Dan and Joyce Wapelhorst live west of Great Bend. For the past 12 years, they’ve been regular vendors at Great Bend farmers markets. But they’ve been gardening at their rural home for the past 30 years, and it shows. The well manicured lawn leads to a colorful flower garden with gazebo and pond focal points. During the summer months, the couple spend much time together there, enjoying the outdoors. When we visited, their grandson and helper was enjoying the pleasant day with them, coloring near the pond.
Every spring, Dan starts over 100 tomato plants in the couple’s backyard greenhouse. He plants them out in the garden May 1, making certain they are protected by cages. Years ago, he and Joyce created clear, vinyl coverings that could be slipped over each cage to protect the plants from cold and wind. When inclement weather is predicted, you can find the two of them covering each plant prior to a storm, he said. They mulch with grass clippings to keep the earth from drying out and preventing weeds. Only natural pesticides are used, and then only sparingly, Dan adds.
When temperatures get low, Dan has even been known to water the garden periodically through the wee hours of the morning to ensure the young plants don’t freeze. Spraying them down with water every 30 minutes keeps the temperature of the plants at 55 degrees, and prevents ice from forming until the sun warms the surrounding air, he shares.
When hail is predicted, the couple take action, sliding protective stick coverings over the cages to limit the plant’s exposure to the ice hurtled at them from the angry summer skies.
These are only two of the valuable lessons an experienced gardener like Dan has to share, and he shares his tips with generosity.
Seniors helping to grow market
By July 1, they begin marketing their tomatoes to Great Bend market shoppers, most recently at the Summer Street Stroll farmer’s market that runs from June 3 through Sept. 8 at the Barton County Courthouse Square.
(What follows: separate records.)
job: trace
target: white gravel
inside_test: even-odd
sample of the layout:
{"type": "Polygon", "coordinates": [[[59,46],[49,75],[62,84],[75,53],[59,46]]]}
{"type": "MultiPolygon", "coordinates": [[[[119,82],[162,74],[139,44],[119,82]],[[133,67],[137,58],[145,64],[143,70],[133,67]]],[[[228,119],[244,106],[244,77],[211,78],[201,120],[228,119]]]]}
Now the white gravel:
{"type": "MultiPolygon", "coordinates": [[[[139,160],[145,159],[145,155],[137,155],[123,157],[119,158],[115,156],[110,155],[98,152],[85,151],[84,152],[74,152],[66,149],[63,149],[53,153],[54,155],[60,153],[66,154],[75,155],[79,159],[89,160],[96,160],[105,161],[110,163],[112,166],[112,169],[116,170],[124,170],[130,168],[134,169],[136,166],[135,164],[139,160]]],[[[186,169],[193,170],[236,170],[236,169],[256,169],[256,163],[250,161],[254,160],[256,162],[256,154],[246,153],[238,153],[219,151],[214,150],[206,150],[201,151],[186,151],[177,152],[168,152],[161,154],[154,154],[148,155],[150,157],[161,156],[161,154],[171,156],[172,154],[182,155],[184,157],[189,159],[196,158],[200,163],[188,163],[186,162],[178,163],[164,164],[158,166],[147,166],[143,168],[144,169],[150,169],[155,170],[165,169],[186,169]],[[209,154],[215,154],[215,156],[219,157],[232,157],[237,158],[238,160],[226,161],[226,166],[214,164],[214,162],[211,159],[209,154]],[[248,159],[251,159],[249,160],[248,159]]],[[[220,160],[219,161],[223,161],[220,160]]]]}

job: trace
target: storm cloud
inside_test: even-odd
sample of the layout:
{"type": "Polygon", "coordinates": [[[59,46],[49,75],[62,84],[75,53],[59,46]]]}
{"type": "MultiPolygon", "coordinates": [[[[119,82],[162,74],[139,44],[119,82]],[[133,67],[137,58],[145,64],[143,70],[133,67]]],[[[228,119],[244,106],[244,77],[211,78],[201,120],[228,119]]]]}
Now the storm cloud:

When the tomatoes begin to ripen, they typically bring 200 to 300 pounds each week, and they usually go home with empty boxes.
Since the Barton County Health Department worked to register vendors to accept checks from the Kansas Senior Farmers Market Nutrition Program, the Waplehorsts report business has picked up for them.
The program provides income-qualified seniors who register with the Barton County Health Department with $30 in checks to be spent at local farmer’s markets. They come in $5 increments, Joyce explained, and they can use them only with listed vendors to purchase vegetables.
Of course, tomatoes aren’t the only vegetables the Wapelhorsts bring to market. Their sales start in mid June, as a variety of other vegetables begin to ripen. They typically spend their time Sunday through Thursday tending, harvesting, cleaning and packaging their vegetables and finally transporting them and setting up their booth for the sale. It’s nearly a full-time job, one that if they were to calculate an hourly wage, wouldn’t pay. But cash isn’t the real reason Dan and Joyce devote so much time to their market farm business.
“We love meeting new people, visiting with our other gardener friends, and we love the sense of loyalty that develops between us and our customers,” Joyce said.
Some of those relationships go way back, they add. Long time customers have called them up and visited them at their rural Barton County garden after the season ends to purchase late ripening tomatoes and other items well into November.
Others wishing to join Dan and Joyce at the Summer Street Stroll Farmer’s Market can find information and an application through the Barton County Health Department and the City of Great Bend. There are no fees to take part in the Thursday markets.
The 2016 market is intended for locally grown fresh fruits and vegetables sold personally by the growers, garden products, locally produced crafts, handmade items, art and designated food and beverages. Set up time begins at 3 p.m., and the market is open from 5 p.m. to 7 p.m.
A newly revised paper from K-State Research and Extension is available now. It provides an overview of the allowed foods and their label requirements, and provides clear information about safety practices, and recommendations for selling prepared foods, baked goods, meat, eggs, and dairy products. It is titled “Food Safety for Kansas Farmers Market Vendors: Regulations and Best Practices.” Find it through the Barton County Health Department or Barton County Extension.